“Rabbi, can we see where you sacrifice the animals?”
A group from a local Christian church was touring the synagogue. I explained that we don’t sacrifice animals anymore. We haven’t sacrificed animals since the destruction of Herod’s Temple in year 70 of the common era. Our rules said we could only do that in the Temple in Jerusalem, so once that building was gone, we had to find a new way to stay connected with the Divine.
I don’t think he believed me, but it is the truth.
In a Reform synagogue, not only do we not sacrifice animals, we are no longer hoping to rebuild the Temple. We agree with Maimonides, who wrote in about 1190 in The Guide for the Perplexed that what God wanted from us was prayer, not sacrifices. The sacrifices had been instituted, he wrote, because we saw other people in the ancient world making sacrifices to their gods, and so God gave us a limited program of sacrifice: only certain animals, and only in one place. That program was meant to move us towards prayer as worship. Maimonides never wrote “so don’t bother to rebuild the Temple” but that became the position of the Reform Jews of the 19th century.
Instead of the sacrifices in the Temple, Jews say a prayer every day at the times appointed for the sacrifices. That prayer, often called “the Amidah” [standing prayer] is a series of short blessings said without a pause or interruption. Rather like the pyre on the altar that they replace, these prayers are layered one upon another in a particular prescribed order. For Orthodox Jews, the Amidah includes a prayer for rebuilding the temple, but in the Reform version, that prayer becomes a prayer that God will “pour out Your spirit” upon us, instead.

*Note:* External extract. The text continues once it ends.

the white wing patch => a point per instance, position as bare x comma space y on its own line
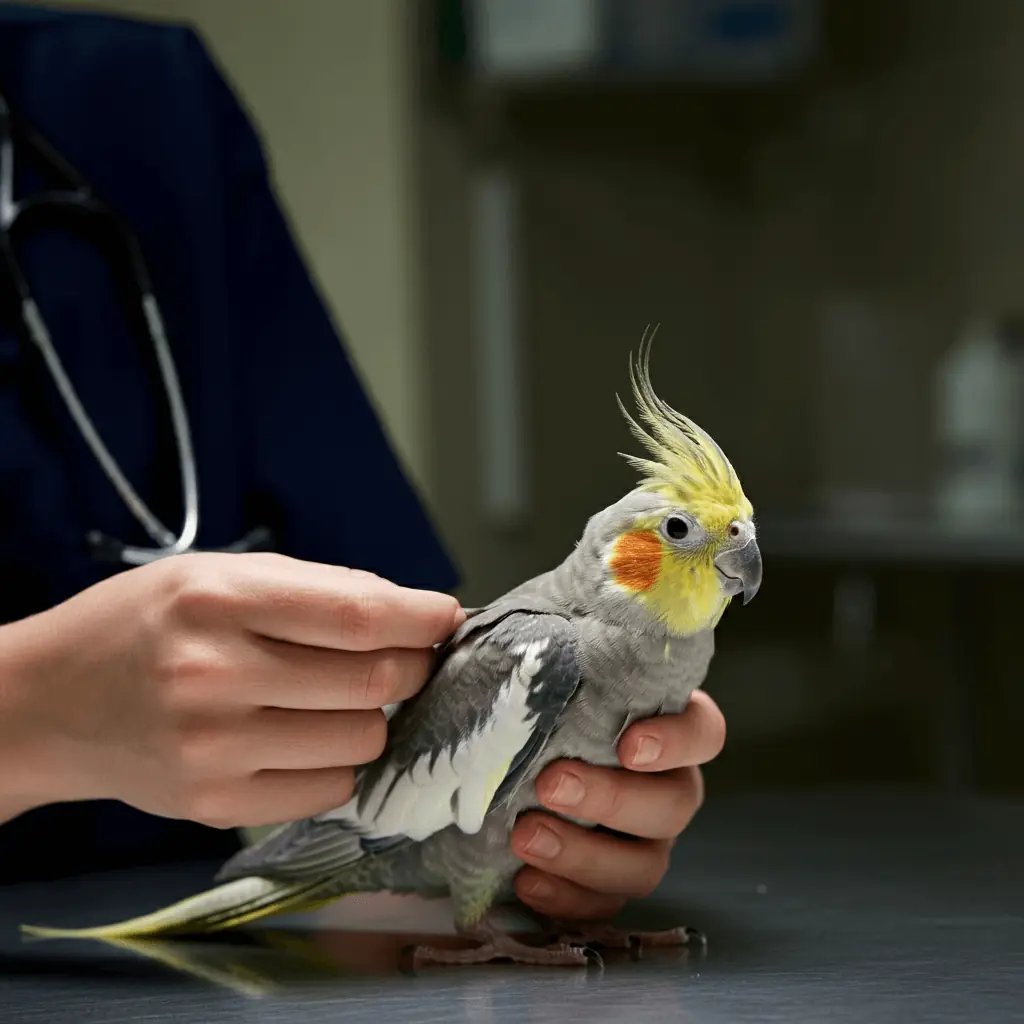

There are some people so interested in rebuilding the Temple that they have built elaborate models of it, and others who are trying to develop a red heifer so that the new Temple could be properly purified.

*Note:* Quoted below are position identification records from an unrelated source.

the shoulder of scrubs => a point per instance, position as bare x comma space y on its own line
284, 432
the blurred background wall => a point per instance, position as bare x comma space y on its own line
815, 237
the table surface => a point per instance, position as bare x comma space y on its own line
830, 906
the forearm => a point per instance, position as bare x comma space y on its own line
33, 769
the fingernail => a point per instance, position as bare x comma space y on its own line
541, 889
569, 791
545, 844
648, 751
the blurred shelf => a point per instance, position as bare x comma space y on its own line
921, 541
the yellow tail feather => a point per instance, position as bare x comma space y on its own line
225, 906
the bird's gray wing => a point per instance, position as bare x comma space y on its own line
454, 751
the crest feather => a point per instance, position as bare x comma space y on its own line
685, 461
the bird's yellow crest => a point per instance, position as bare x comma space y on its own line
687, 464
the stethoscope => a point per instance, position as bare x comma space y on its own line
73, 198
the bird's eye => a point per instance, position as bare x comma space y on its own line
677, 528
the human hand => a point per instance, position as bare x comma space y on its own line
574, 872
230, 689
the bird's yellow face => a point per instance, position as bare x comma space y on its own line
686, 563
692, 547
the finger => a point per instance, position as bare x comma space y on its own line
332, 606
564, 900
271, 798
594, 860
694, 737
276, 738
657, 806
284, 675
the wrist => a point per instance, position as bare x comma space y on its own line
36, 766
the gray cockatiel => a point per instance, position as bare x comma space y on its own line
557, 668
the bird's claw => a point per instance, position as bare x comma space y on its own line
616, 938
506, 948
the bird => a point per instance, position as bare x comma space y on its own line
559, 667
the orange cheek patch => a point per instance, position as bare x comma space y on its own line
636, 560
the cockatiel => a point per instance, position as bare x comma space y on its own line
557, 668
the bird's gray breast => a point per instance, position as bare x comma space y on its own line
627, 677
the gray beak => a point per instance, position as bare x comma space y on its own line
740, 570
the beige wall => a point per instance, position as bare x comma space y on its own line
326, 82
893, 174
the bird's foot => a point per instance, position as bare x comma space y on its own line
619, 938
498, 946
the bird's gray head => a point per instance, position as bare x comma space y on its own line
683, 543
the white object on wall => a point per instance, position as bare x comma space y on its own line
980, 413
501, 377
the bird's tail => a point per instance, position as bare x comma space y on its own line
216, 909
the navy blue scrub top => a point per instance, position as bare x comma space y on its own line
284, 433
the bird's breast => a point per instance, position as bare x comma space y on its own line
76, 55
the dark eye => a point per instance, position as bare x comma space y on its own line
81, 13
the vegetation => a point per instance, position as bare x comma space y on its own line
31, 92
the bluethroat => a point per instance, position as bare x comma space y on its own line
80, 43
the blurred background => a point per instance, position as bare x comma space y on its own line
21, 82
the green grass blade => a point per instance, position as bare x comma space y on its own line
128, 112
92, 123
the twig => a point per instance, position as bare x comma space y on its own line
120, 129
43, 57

I think there are enough mitzvot that need doing in the world without rebuilding the Temple. I am reminded of the words of the Prophet Hosea, and other prophets as well:
For I desire mercy, not sacrifice, and acknowledgment of God rather than burnt offerings. – Hosea 6:6
The Temple was one of the wonders of the world in its time. Today, that space is occupied by someone else’s house of worship since the year 703. Meanwhile, Jews have moved on to a new, more portable form of worship, the layered daily Amidah, and the shorter Amidah for Shabbat. Personally, I’m glad.
What about you? Would you like to see the Temple rebuilt? Why or why not?